Basically, I’m outlining the basis of socially democratic or traditionally conservative interpretations of the rule of law here. Those who interpret words normally are right, and those who interpret words abnormally are wrong. This leads to the rule of law tolerating violations of rights to privacy and due process because abnormal people supposedly just don’t get what rights to privacy and due process actually exist. Only those who are normal are entitled to rights to privacy and due process, but that defeats the purpose of them in the first place since people are expected to conform to what’s normal anyway.
OK! SO ASSUMING YOU’VE GOTTEN THROUGH THAT…
…how can anyone claim that the rule of law genuinely exists as distinguished from a state of nature?
I’m asking this because the definition of “rule of law” would be subject to the utility preferences, temperaments, and attitudes that people are born with into the world. Those who are born abnormally would be doomed to malicious prosecution and negligence by those who are born normally. Those who are born normally could manipulate the indeterminancy debate as an excuse to adjudicate according to the interpretations of words that they want. For example, they could rewrite context out of syntax just to show how someone’s interpretations of words are arbitrarily dogmatic. After all, just because someone says a word has a definition doesn’t make it so. Normal people will make appeals to cohesion, instead of correspondence, in order to justify their style of communication.
This means words cannot have their definition deduced since there’s no reliable necessity-contingency relationship. Instead, the appropriate definition of words would be learned from experience and applied where it’s practical. However, people would be expected to anticipate in advance of experience what’s practical. That is they wouldn’t simply learn from experience through trial and error because that’s a ridiculous pain in the neck given the amount of reiteration required to do so. Instead, people would be expected to abductively reason the appropriate definition of words in imagining a sufficient, but not necessary, explanation for how words relate with one another when things are explained.

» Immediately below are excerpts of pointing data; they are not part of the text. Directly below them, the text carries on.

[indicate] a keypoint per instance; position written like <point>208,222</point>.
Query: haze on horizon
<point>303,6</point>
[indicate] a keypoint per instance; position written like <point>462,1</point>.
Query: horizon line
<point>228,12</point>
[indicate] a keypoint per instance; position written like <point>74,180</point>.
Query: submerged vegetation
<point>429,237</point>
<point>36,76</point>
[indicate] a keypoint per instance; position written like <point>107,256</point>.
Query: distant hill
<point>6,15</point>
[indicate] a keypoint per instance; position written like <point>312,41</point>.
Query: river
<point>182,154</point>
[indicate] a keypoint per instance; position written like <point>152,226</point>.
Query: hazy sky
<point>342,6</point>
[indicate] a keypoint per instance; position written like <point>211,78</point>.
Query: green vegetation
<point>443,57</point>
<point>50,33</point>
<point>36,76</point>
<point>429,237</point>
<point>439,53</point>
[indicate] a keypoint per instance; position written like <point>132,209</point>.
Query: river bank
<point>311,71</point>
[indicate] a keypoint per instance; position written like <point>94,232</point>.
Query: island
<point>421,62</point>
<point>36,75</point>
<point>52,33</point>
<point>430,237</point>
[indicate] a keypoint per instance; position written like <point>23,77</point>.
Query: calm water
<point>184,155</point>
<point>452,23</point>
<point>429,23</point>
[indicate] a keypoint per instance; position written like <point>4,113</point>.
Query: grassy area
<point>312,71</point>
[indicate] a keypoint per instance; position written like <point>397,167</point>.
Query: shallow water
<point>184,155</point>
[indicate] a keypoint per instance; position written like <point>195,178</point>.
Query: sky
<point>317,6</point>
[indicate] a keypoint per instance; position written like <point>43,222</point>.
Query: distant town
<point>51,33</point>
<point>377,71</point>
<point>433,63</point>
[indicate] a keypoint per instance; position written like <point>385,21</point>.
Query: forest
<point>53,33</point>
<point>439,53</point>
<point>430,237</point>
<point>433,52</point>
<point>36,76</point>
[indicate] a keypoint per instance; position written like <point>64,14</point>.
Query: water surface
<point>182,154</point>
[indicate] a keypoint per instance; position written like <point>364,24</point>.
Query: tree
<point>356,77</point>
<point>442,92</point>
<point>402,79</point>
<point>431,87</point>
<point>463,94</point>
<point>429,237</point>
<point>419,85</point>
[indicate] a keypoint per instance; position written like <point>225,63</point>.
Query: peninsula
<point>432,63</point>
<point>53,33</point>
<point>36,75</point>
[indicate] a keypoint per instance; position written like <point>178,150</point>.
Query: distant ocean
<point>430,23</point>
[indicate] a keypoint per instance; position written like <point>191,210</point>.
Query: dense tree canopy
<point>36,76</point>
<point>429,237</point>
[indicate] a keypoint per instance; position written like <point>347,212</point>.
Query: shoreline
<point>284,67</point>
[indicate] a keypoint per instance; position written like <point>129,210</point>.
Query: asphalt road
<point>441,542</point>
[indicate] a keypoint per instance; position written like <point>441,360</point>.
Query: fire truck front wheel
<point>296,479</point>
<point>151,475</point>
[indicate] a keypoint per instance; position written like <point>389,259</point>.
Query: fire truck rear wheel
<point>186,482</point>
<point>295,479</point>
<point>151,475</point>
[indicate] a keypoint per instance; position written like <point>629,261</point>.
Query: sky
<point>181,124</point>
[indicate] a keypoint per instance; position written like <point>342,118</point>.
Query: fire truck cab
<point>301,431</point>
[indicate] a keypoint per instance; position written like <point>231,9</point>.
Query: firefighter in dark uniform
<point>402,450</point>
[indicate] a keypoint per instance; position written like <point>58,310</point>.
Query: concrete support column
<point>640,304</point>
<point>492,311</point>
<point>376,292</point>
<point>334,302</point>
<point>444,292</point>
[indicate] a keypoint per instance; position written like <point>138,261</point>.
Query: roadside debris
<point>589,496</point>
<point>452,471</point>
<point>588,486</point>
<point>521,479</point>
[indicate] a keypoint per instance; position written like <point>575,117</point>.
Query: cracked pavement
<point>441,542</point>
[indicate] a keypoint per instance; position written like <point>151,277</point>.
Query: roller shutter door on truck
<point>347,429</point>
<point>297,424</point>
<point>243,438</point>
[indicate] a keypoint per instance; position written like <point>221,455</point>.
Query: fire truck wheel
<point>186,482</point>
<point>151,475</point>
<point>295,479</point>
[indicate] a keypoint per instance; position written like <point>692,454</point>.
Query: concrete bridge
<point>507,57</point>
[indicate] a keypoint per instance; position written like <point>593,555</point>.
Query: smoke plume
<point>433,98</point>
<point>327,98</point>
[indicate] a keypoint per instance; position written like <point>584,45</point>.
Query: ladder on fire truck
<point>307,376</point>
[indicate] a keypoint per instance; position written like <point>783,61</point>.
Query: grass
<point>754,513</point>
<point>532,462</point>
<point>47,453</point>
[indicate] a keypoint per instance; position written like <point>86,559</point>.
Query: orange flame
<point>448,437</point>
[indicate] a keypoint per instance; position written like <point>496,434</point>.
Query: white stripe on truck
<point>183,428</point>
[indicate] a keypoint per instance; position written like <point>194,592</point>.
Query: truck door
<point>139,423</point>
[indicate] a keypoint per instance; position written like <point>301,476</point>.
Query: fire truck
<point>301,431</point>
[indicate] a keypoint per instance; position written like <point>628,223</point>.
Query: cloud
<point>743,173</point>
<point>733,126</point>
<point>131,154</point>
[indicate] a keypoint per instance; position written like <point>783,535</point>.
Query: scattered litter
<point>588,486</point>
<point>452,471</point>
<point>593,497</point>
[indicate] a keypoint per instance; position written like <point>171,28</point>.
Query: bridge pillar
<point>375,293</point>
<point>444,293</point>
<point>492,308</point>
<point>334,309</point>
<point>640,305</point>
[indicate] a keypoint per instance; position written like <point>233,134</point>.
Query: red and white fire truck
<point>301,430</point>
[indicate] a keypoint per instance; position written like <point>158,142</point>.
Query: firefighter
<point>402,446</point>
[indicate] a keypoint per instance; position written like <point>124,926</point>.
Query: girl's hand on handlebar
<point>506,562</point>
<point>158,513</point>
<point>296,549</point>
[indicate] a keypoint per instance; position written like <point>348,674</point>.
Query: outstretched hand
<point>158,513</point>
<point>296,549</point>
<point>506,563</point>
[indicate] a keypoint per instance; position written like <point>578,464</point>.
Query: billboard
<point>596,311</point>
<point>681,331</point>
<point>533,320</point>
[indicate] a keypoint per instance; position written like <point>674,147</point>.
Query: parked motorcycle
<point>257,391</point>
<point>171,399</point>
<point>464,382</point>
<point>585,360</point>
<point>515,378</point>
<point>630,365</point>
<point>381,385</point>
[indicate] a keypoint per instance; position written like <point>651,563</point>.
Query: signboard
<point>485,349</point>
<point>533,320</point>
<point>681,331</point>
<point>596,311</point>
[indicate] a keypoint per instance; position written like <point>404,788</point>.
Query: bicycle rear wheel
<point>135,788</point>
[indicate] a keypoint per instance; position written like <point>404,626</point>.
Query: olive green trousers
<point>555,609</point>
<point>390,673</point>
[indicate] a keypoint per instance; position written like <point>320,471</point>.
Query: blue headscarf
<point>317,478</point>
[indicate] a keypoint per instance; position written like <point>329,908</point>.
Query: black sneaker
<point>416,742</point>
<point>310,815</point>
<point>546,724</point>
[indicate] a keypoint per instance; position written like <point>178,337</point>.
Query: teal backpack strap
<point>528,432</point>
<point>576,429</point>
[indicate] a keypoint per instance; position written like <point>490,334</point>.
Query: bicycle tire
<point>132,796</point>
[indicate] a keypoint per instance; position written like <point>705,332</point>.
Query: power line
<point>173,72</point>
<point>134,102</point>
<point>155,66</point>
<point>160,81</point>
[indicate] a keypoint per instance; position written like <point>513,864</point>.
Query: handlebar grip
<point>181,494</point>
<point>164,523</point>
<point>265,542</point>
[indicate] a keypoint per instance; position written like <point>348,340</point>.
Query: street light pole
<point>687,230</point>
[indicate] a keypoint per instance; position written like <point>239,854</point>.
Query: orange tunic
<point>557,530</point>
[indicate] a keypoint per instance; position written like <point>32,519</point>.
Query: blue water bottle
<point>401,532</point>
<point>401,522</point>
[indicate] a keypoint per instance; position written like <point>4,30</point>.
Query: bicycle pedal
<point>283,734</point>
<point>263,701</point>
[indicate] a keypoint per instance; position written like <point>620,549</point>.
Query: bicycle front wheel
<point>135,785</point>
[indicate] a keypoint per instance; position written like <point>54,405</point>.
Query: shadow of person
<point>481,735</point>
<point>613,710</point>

However, this sufficiency clause is still a problem because the amount of sufficiency required to relate words with one another is subjective. Again, we’re stuck with the normal versus abnormal debate. There’s also a problem in how many-to-one relationships might exist for sufficiency. For example, just because a certain quantity of sufficiency is expected doesn’t mean there is only one sufficient solution to a problem. I expect this is something that both cultural relativists and assimilationists can agree upon. After all, both relativists and assimilationists can appreciate the particular nuances of language, and how nuances exist diversely among different communities.